Effects of a Vitamin K2 deficiency might include:
- Dental plaque
- Arterial calcification and cardiovascular disease
- Varicose veins
- Brain health problems, including dementia
- Myelin sheath defects
K1 comes from green vegetables, and we convert some of that K1 into a small amount of K2. K2 itself primarily comes in two forms: from certain fermented cheeses using pastured dairy, fermented natto from soy, and from organ meats, pastured egg yolks, fish eggs, and pastured ghee, lard and butter.
Butter with K2 comes from cows grazing lush spring pastures. Butter labeled as Pastured/Spring Grass Fed is highly seasonal so buy it when you can and freeze it. Ghee made from pastured butter also contains a little bit K2, D, and A . Check out Pure Indian Foods for my favorite ghee. I consume a lot of this product. Even though I am intolerant to all other dairy I can tolerate their Ghee
The Vitamin K2/Heart Disease Link: Don’t Take Vitamin D Without K2!
Can I tell all the cardiologists in the world just one little secret? Don’t let your patients take D or calcium without K2!
Taking K2 can REVERSE much of this artery-clogging plaque. K2 can carry calcium out of the arteries and put it back into bones, muscles, nerves and teeth where it belongs. Read The Calcium Paradox and marvel at the possibilities of Vitamin K2 reversing heart disease.
The fat-soluble vitamins must be in balance. Taking high doses of Vitamin D without A or K2 can cause calcium to deposit in joints, arteries, and organs of the body. I sell this combo product containing A, D, and K in my online store. I highly recommend you take this daily for the rest of your life. Kids and the elderly too…
The Dangers of Cod Liver Oil Without K2
Cod liver oil has Vitamins A and D but no Vitamin K2. If you take cod, you must add Vitamin K2.
There are several ways to get K2 in supplements. I sell Walkabout Emu Oil, containing the totally natural form of K2, as well as the D3 Complete supplement mentioned above. Walkabout Emu Oil has 3.6 mcg. K2 as MK-4 per capsule. Some use High Vitamin Butter Oil but this heritage Emu Oil has 10 times the amount of K2 in butter oil. I also sell the patented trans-bond MK-7 version of K2 from OrthoMolecular for a more economical option.
Note that all other commercial emu oil is devoid of K2. Only the heritage Emu from Walkabout has K2, along with many other nutrients. Here’s my Primal Diet – Modern Health podcast with the doctor who brought this product to the US.
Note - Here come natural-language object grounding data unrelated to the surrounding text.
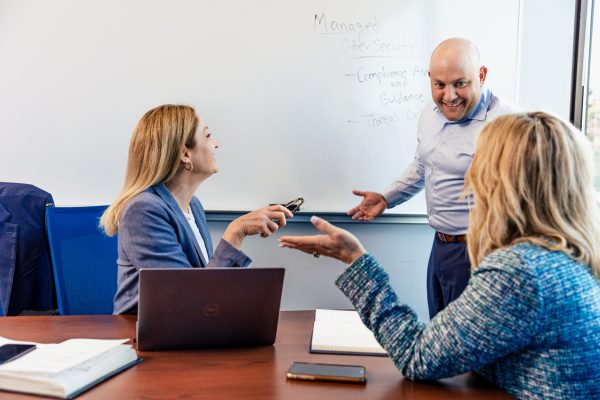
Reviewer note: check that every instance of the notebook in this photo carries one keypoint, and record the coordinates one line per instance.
(186, 308)
(342, 332)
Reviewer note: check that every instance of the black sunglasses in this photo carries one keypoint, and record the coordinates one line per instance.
(294, 205)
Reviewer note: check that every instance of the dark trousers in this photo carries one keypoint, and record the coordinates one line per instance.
(448, 273)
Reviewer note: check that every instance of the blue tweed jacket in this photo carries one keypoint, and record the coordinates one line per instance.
(153, 233)
(529, 321)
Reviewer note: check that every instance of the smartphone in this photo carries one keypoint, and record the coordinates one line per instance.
(294, 205)
(327, 372)
(12, 351)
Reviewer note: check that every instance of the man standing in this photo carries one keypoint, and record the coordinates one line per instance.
(447, 133)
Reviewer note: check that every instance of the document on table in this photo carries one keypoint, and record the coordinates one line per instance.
(342, 332)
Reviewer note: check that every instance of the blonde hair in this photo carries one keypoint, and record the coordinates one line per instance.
(154, 155)
(532, 181)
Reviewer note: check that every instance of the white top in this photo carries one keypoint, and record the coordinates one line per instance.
(192, 221)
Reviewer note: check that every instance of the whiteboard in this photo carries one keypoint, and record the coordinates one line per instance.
(306, 98)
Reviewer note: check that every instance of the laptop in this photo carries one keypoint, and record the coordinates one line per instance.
(184, 308)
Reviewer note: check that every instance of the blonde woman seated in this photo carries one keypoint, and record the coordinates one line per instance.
(529, 319)
(159, 220)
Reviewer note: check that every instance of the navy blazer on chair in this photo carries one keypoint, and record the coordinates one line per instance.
(25, 268)
(154, 233)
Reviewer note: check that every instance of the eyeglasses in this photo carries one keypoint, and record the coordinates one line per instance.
(294, 205)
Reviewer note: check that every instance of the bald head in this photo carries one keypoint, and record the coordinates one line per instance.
(456, 50)
(456, 77)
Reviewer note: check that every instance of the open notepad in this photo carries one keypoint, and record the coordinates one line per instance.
(342, 332)
(66, 369)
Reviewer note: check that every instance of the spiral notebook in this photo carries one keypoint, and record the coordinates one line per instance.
(342, 332)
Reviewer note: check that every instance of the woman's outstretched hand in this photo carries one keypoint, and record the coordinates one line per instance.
(335, 242)
(264, 222)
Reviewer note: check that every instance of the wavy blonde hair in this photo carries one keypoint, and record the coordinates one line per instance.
(532, 181)
(154, 155)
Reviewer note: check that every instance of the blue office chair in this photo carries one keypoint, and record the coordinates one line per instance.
(84, 260)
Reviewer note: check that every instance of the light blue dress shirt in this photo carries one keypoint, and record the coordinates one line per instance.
(444, 153)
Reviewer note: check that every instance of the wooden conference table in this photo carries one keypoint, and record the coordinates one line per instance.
(240, 373)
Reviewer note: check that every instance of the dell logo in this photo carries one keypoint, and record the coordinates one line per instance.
(210, 310)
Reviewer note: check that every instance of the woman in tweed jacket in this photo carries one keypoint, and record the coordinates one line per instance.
(529, 319)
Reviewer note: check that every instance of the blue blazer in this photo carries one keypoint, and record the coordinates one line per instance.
(25, 268)
(154, 233)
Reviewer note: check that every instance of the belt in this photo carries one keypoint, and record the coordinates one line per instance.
(444, 237)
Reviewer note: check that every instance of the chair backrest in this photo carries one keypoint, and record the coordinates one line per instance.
(84, 260)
As for cod, I prefer Rosita raw cod liver oil liquid (also available in gel caps here). Rosita’s Cod oil has the natural and correct forms of A and D as well as the anti-inflammatory DHA found in fish. Other Cod Oil has been stripped of its vitamins and they are added back before bottling. These are not the same as the natural form occurring in the fish itself.
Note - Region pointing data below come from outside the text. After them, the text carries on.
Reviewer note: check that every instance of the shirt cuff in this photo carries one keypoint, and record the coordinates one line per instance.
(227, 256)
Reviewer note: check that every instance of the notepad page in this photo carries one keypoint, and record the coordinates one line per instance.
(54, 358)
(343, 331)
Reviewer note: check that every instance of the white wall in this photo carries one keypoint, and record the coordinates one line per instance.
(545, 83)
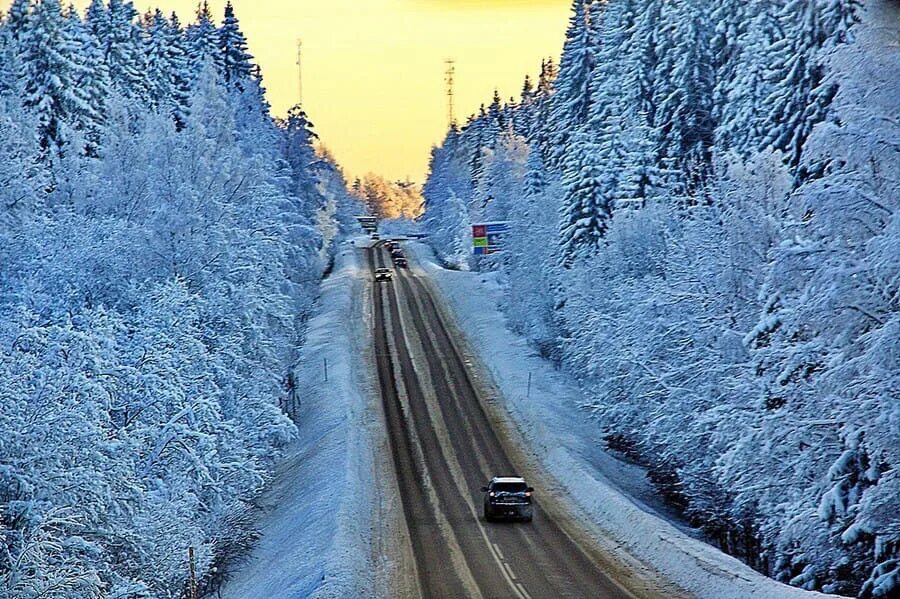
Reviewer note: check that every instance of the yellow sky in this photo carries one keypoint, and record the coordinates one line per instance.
(373, 70)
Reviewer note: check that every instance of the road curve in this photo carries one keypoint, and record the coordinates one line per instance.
(444, 449)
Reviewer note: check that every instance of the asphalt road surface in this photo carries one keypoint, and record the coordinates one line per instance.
(444, 450)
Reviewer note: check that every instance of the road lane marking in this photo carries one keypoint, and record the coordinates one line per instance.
(497, 548)
(522, 590)
(416, 338)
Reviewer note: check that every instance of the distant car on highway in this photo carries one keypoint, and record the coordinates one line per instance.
(507, 497)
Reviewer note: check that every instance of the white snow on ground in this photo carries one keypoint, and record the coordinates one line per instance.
(317, 531)
(613, 494)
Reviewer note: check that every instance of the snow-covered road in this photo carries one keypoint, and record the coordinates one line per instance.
(333, 522)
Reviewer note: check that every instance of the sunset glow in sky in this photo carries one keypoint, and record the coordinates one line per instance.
(373, 70)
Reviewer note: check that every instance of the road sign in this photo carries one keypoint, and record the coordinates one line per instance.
(487, 238)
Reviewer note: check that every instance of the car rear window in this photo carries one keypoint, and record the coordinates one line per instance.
(509, 487)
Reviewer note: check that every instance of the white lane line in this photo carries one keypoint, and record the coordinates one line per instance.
(522, 590)
(442, 432)
(497, 549)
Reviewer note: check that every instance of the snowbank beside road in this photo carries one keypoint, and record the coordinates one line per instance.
(613, 495)
(322, 523)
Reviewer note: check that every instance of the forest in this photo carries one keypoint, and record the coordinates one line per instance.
(703, 208)
(162, 239)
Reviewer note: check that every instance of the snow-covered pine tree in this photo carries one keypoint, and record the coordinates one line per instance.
(203, 43)
(235, 58)
(571, 96)
(49, 78)
(159, 71)
(180, 71)
(121, 44)
(586, 210)
(800, 97)
(16, 16)
(92, 81)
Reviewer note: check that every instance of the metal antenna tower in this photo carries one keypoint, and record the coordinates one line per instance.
(450, 74)
(300, 68)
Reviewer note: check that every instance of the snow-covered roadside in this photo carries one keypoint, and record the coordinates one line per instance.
(330, 526)
(612, 494)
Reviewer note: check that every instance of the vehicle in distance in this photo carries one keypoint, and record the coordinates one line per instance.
(507, 497)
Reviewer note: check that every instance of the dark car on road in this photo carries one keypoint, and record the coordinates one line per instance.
(507, 497)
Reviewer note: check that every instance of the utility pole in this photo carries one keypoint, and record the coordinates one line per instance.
(450, 74)
(300, 68)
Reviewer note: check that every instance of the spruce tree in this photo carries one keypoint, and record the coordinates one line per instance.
(120, 41)
(800, 97)
(235, 58)
(91, 80)
(585, 211)
(50, 78)
(203, 44)
(179, 71)
(15, 18)
(571, 100)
Rosita’s unique cod oil is harvested fresh from true Norwegian cod, not farmed cod, and has a pleasant light taste. Here’s some great info on this product and an interview with the Corganic co-founder. You’ll find this oil to be quite different from other brands.
This is the second in a two-part series on Vitamin K2. Read this first article for more on the role of K2 in building strong cheekbones and a roomy dental palate that can hold all 32 adult teeth. You can reshape your chin and palate at any age, but having adequate K2 and the right orthodontist as a child can save years of dental work and expense!
Important: If you take anti-clotting drugs, consult with your doctor about having an induced Vitamin K deficiency. Have a Naturopath support you with the correct dose and form of Vitamin K2. It won’t antidote the anti-coagulants when done properly and will help prevent the greatly increased risk of heart disease that K deficiency can cause.